O que vem depois da crise?

Por Lázaro Malta, CEO da Ahgora

É fato que esse momento sem precedentes  tem trazido muitos ensinamentos: no modo de fazer negócio, de trabalhar e, principalmente, de utilizar a tecnologia como uma aliada.

Muitas ferramentas  utilizadas durante esse confinamento já existiam, mas viviam no limbo, muitos  apostavam na sua utilização e outros ainda  resistiam em sair da zona de conforto. 

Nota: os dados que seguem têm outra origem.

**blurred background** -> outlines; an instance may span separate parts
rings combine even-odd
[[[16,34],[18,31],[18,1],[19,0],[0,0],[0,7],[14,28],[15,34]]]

A produtividade no trabalho remoto ainda é uma questão que traz muitas dúvidas para os empregadores, mesmo diante de muitas pesquisas que apontam totalmente o contrário.

Com foco e disciplina, o home office pode funcionar e ser ainda mais benéfico para ambos os lados. Mas, ainda assim, há a questão cultural e  a resistência na adoção  de um novo hábito. Sair do “já conhecido” para explorar o “desconhecido”.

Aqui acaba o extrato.